The Superior Court of the District of Columbia has rejected policyholders’ claims for business interruption coverage due to pandemic-related government closure orders
The restaurants advanced three arguments for the premise that the government orders constituted direct physical loss, but did not allege the actual presence of the virus on their premises
This case follows others in demonstrating the uphill climb policyholders face in triggering coverage over a virus
Another court—this time, the Superior Court of the District of Columbia—has ruled that economic losses due to governmental closure orders issued in response to the COVID-19 pandemic do not constitute “direct physical loss,” and thus, are not covered under commercial property policies. The order, issued in Rose’s 1, LLC v. Erie Insurance Exchange, follows on the heels of a ruling issued in Michigan.
Rose’s 1, LLC v. Erie Insurance Exchange involved multiple prominent D.C. restaurant owners who sought coverage for lost revenue they claimed was due to governmental orders issued in response to the COVID-19 pandemic. Specifically, on March 16, 2020, Mayor Bowser issued an order that prohibited indoor seating at restaurants and bars in the District of Columbia. Then on March 20, 2020, the mayor extended the order to prohibit standing customers at restaurants, bars, taverns, and multi-purpose facilities, and on March 24, 2020, the mayor ordered the closure of all non-essential businesses. Finally, on March 30, the mayor ordered all D.C. residents to stay in their homes except for limited essential reasons. Due to the orders, the plaintiffs closed their restaurants and sought recovery for their economic losses pursuant to policies of insurance issued by Erie Insurance Exchange. Erie denied the claims, and the restaurants filed suit.
The restaurants relied on dictionary definitions to set forth three arguments for the premise that the government orders constituted direct physical loss, a requirement necessary to trigger coverage. First, plaintiffs argued that the mayor’s orders satisfy the “direct” element due to a lack of intervening cause of action. Second, plaintiffs argued that their losses were physical because the virus is “material” and “tangible.” Third, plaintiffs argued that because the policies defined “loss” as “loss or damage,” the policy bound Erie to treat “loss” separately from “damage,” which connotes physical damage to the property. Plaintiffs then argued that “loss” entails “loss of use,” which does not require that the restaurants suffer physical damage. Rather, plaintiffs argued they need only be deprived of the restaurants’ use to satisfy a loss.

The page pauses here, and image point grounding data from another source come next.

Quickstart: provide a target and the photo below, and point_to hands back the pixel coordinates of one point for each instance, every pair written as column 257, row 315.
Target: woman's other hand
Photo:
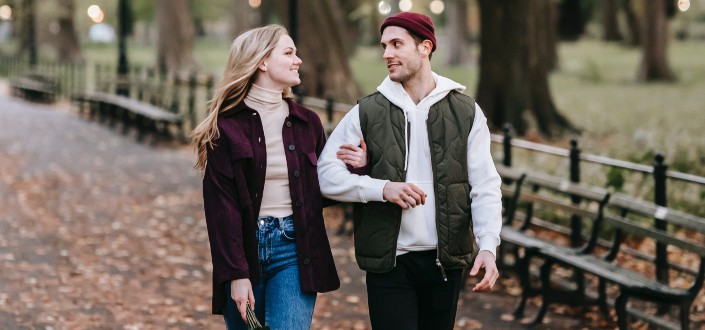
column 241, row 292
column 355, row 156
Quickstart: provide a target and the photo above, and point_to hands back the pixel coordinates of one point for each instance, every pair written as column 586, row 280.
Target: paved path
column 100, row 232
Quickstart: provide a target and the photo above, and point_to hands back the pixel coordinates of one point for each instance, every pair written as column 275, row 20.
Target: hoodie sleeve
column 336, row 181
column 486, row 183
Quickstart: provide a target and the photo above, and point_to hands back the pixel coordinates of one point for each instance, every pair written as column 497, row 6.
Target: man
column 431, row 181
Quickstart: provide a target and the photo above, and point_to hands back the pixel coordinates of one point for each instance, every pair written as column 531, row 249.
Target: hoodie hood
column 395, row 93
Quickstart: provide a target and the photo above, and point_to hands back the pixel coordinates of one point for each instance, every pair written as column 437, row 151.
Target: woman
column 258, row 150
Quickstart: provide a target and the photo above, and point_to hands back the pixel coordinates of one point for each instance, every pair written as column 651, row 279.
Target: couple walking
column 415, row 156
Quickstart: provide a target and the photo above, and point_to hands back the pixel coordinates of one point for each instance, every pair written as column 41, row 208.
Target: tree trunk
column 632, row 23
column 654, row 62
column 457, row 25
column 541, row 59
column 27, row 29
column 322, row 47
column 68, row 48
column 241, row 17
column 175, row 38
column 610, row 23
column 515, row 41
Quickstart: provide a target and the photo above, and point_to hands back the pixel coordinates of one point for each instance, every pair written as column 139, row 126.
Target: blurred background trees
column 510, row 45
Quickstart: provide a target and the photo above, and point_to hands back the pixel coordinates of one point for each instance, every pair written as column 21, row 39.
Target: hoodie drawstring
column 406, row 133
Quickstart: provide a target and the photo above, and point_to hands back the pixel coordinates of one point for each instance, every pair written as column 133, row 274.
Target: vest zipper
column 443, row 272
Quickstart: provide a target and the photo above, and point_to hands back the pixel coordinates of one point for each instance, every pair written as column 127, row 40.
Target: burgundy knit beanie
column 417, row 24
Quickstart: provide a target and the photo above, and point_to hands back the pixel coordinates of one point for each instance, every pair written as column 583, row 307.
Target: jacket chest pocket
column 242, row 158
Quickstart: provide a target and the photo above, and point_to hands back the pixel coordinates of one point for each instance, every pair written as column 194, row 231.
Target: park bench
column 561, row 202
column 604, row 254
column 35, row 88
column 154, row 111
column 678, row 233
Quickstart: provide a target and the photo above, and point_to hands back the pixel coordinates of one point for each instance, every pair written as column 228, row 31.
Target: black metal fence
column 191, row 91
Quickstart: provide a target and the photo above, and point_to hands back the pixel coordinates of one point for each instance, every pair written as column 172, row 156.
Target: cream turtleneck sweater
column 276, row 199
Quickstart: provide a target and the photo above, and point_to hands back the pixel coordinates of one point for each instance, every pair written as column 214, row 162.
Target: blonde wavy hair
column 246, row 54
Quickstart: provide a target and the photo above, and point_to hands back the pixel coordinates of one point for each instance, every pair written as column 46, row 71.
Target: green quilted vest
column 377, row 224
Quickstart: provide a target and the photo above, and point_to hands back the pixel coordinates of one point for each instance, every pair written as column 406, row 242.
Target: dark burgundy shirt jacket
column 232, row 194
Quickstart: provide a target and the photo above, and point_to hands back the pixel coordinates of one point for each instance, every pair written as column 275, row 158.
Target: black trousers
column 414, row 295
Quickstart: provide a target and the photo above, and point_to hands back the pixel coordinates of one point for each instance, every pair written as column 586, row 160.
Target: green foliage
column 615, row 178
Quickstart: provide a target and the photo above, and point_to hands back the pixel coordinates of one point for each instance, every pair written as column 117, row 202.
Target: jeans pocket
column 264, row 245
column 288, row 234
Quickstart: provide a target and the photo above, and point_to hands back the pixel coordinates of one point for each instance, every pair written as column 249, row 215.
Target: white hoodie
column 418, row 225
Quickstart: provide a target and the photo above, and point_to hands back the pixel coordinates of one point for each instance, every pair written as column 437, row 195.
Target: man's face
column 401, row 53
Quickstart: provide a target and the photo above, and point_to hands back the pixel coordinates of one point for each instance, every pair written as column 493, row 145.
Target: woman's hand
column 353, row 155
column 241, row 292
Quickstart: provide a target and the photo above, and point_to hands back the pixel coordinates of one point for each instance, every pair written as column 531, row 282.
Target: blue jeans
column 279, row 301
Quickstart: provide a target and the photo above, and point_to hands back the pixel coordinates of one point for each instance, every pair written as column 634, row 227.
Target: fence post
column 660, row 199
column 192, row 83
column 507, row 144
column 575, row 221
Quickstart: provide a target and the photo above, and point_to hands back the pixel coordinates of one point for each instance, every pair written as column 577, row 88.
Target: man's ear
column 426, row 47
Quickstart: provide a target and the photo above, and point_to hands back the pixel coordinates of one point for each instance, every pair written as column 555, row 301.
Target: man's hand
column 353, row 155
column 485, row 260
column 403, row 194
column 241, row 292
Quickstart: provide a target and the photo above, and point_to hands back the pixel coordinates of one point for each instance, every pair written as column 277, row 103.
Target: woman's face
column 280, row 69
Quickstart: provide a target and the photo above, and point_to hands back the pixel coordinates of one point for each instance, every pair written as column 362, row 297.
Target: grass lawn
column 594, row 87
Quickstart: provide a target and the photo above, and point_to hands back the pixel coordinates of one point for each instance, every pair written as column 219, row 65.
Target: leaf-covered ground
column 100, row 232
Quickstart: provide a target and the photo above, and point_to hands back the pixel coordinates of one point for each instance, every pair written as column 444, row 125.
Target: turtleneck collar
column 264, row 96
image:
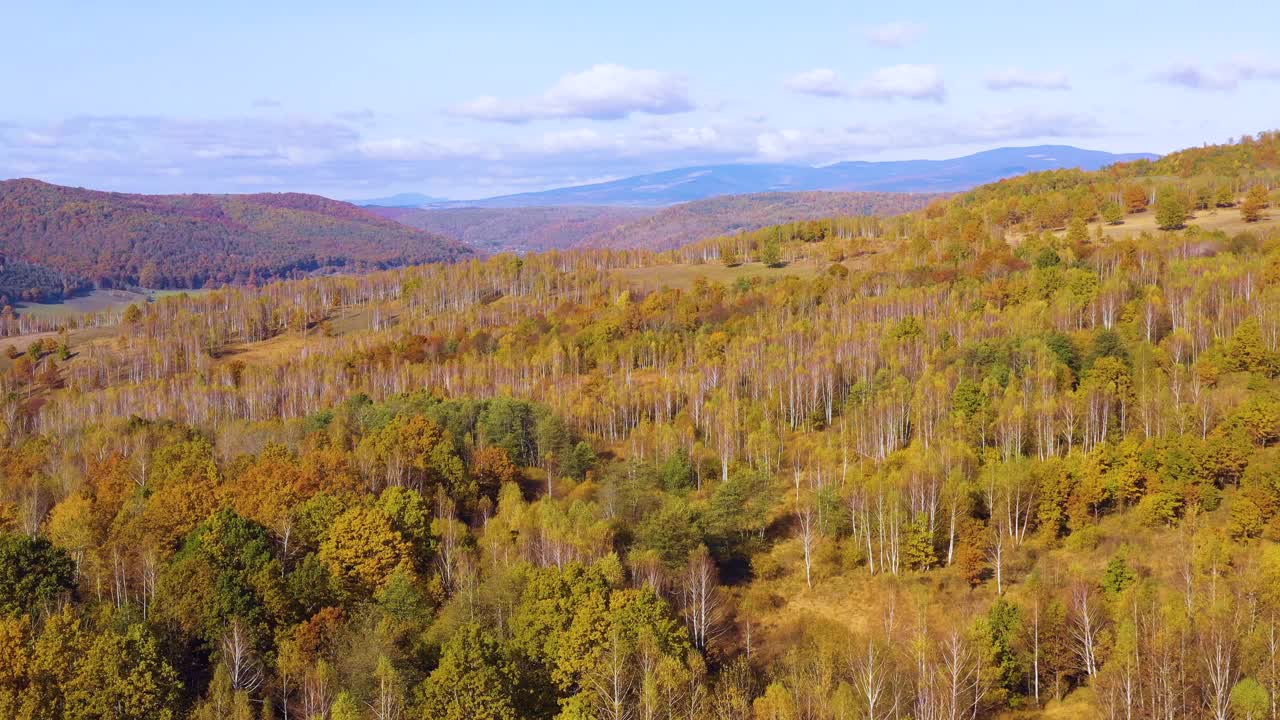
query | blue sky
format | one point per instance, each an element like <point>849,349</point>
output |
<point>484,98</point>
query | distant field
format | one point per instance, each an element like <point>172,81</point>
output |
<point>96,301</point>
<point>1226,219</point>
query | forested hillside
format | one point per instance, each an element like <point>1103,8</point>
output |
<point>1008,456</point>
<point>526,229</point>
<point>515,229</point>
<point>190,241</point>
<point>682,224</point>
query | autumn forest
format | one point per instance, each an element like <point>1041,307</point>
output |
<point>1013,455</point>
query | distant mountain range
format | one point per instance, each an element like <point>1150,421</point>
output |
<point>193,240</point>
<point>656,190</point>
<point>530,229</point>
<point>402,200</point>
<point>516,229</point>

The court rejected each of plaintiffs’ arguments. Specifically, the court noted that no D.C. court analyzed the exact phrase “direct physical loss,” but it considered the way other jurisdictions construed the term and considered analogous cases from within the D.C. courts. The court held that the policies require the property to suffer some form of “direct physical change” to the properties, which it found the closure orders did not satisfy, particularly because the restaurants did not demonstrate the actual presence of virus at its property.

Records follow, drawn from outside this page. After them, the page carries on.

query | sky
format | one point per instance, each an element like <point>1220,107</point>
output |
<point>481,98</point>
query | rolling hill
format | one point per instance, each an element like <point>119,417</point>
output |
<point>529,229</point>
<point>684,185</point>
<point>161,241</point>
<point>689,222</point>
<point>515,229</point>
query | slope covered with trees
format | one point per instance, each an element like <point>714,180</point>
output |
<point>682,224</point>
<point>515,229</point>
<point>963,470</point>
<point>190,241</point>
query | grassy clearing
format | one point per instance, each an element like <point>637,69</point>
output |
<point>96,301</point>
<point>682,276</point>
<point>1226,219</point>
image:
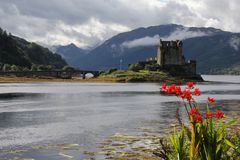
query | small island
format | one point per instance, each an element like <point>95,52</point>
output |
<point>169,65</point>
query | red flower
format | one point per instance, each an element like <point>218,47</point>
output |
<point>196,92</point>
<point>178,90</point>
<point>219,114</point>
<point>189,84</point>
<point>186,95</point>
<point>211,100</point>
<point>198,118</point>
<point>164,86</point>
<point>193,111</point>
<point>171,89</point>
<point>209,115</point>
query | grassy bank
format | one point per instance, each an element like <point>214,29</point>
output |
<point>114,76</point>
<point>146,76</point>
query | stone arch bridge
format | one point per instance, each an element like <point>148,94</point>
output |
<point>55,74</point>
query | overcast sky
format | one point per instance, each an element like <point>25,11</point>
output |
<point>89,22</point>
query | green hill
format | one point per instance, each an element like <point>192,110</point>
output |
<point>19,52</point>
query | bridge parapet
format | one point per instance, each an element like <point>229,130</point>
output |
<point>55,74</point>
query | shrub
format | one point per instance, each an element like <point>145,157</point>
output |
<point>204,136</point>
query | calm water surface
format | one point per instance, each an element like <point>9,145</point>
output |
<point>35,114</point>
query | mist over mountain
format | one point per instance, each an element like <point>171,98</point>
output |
<point>214,49</point>
<point>18,51</point>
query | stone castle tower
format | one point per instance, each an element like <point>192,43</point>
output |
<point>170,53</point>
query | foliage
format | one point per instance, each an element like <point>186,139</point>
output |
<point>19,52</point>
<point>205,136</point>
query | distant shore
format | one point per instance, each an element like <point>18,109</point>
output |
<point>112,79</point>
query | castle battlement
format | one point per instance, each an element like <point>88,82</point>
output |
<point>170,55</point>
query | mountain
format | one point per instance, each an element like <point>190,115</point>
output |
<point>214,49</point>
<point>71,53</point>
<point>17,51</point>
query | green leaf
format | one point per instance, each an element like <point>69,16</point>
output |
<point>227,142</point>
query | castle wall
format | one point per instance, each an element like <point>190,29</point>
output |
<point>170,53</point>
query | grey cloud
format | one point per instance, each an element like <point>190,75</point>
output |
<point>89,22</point>
<point>179,34</point>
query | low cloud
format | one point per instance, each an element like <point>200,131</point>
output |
<point>178,34</point>
<point>235,43</point>
<point>90,22</point>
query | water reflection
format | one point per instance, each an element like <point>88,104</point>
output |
<point>38,114</point>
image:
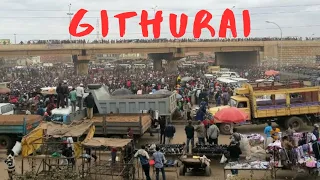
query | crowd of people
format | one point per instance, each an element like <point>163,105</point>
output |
<point>161,40</point>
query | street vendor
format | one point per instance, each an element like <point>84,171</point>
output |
<point>275,133</point>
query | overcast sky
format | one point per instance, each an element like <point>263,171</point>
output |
<point>48,19</point>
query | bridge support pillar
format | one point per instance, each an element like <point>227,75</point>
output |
<point>82,65</point>
<point>157,64</point>
<point>170,57</point>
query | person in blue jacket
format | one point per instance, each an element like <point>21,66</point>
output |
<point>267,132</point>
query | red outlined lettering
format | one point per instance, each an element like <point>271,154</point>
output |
<point>227,17</point>
<point>173,25</point>
<point>122,20</point>
<point>156,23</point>
<point>246,23</point>
<point>75,22</point>
<point>201,21</point>
<point>104,23</point>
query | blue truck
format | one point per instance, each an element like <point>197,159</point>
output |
<point>14,127</point>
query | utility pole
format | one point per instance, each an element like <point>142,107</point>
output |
<point>229,29</point>
<point>270,22</point>
<point>98,33</point>
<point>70,15</point>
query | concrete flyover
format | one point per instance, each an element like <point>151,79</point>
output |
<point>166,47</point>
<point>227,53</point>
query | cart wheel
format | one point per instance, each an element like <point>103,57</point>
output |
<point>182,170</point>
<point>208,171</point>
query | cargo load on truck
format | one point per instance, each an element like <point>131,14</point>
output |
<point>132,104</point>
<point>118,124</point>
<point>283,105</point>
<point>14,127</point>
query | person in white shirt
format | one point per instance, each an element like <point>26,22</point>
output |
<point>143,155</point>
<point>80,93</point>
<point>10,164</point>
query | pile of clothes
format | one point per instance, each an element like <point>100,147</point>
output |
<point>248,165</point>
<point>210,149</point>
<point>174,149</point>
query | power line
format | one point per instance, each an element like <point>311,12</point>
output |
<point>116,10</point>
<point>94,34</point>
<point>90,17</point>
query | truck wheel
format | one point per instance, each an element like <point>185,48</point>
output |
<point>208,171</point>
<point>5,142</point>
<point>225,128</point>
<point>295,121</point>
<point>182,170</point>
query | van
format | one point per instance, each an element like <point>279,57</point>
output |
<point>240,81</point>
<point>188,65</point>
<point>230,74</point>
<point>6,109</point>
<point>228,81</point>
<point>125,65</point>
<point>139,66</point>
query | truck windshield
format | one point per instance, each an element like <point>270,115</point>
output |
<point>233,103</point>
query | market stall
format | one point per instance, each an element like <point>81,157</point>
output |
<point>209,150</point>
<point>103,167</point>
<point>56,146</point>
<point>248,166</point>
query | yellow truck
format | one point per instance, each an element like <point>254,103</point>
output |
<point>284,106</point>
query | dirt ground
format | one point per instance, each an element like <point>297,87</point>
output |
<point>217,168</point>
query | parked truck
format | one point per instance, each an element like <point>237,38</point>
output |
<point>285,106</point>
<point>116,125</point>
<point>106,103</point>
<point>14,127</point>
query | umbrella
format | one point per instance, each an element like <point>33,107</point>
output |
<point>271,73</point>
<point>178,96</point>
<point>163,91</point>
<point>123,91</point>
<point>231,115</point>
<point>4,90</point>
<point>187,79</point>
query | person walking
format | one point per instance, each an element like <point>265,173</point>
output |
<point>187,108</point>
<point>189,130</point>
<point>90,104</point>
<point>267,132</point>
<point>162,123</point>
<point>80,93</point>
<point>213,134</point>
<point>73,99</point>
<point>143,155</point>
<point>235,152</point>
<point>169,132</point>
<point>159,161</point>
<point>201,133</point>
<point>59,92</point>
<point>65,91</point>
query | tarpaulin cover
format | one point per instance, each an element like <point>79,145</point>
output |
<point>76,129</point>
<point>106,142</point>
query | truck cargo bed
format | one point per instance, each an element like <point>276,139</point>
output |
<point>12,120</point>
<point>133,104</point>
<point>119,124</point>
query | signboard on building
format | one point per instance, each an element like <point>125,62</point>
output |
<point>4,41</point>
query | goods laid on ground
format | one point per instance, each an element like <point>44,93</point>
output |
<point>254,165</point>
<point>210,149</point>
<point>196,164</point>
<point>118,124</point>
<point>167,149</point>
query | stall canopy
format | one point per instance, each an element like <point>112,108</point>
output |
<point>76,129</point>
<point>106,142</point>
<point>34,140</point>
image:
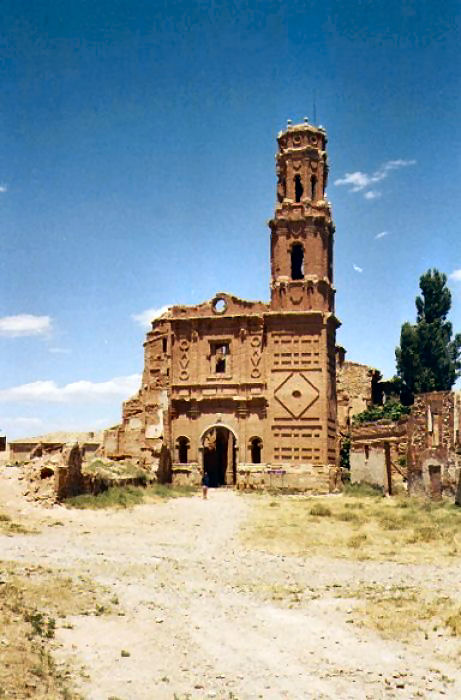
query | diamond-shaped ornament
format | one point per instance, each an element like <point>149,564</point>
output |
<point>296,394</point>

The court also rejected plaintiffs’ arguments that certain of the policies’ coverage sections excluded coverage for “loss of use,” whereas the “income protection” coverage section under which plaintiffs sought coverage did not. The court rejected plaintiffs’ contention that the silence indicated an intent to cover loss of use under the income protection coverage part, noting that the income protection coverage still required plaintiffs to satisfy the “direct physical loss” requirements, which they could not do.
Given its conclusions regarding plaintiffs’ inability to bring their losses within the scope of coverage, the district court, while noting it was “sympathetic to the plight of plaintiffs,” denied plaintiffs’ motion for summary judgment and granted Erie’s cross-motion as a matter of law.
Though it is perhaps premature to think of the district court’s decision as part of a growing “trend” of decisions on COVID-19 losses in favor of insurers, this case and others demonstrate the uphill climb policyholders face in triggering coverage over a virus. However, the impact of the decision may ultimately be limited, in that the D.C. court, like the court in the Michigan case of Gavrilides Management Company et al. vs. Michigan Insurance Co., placed substantial weight on the lack of any allegation by the plaintiffs that the virus was present in their restaurants.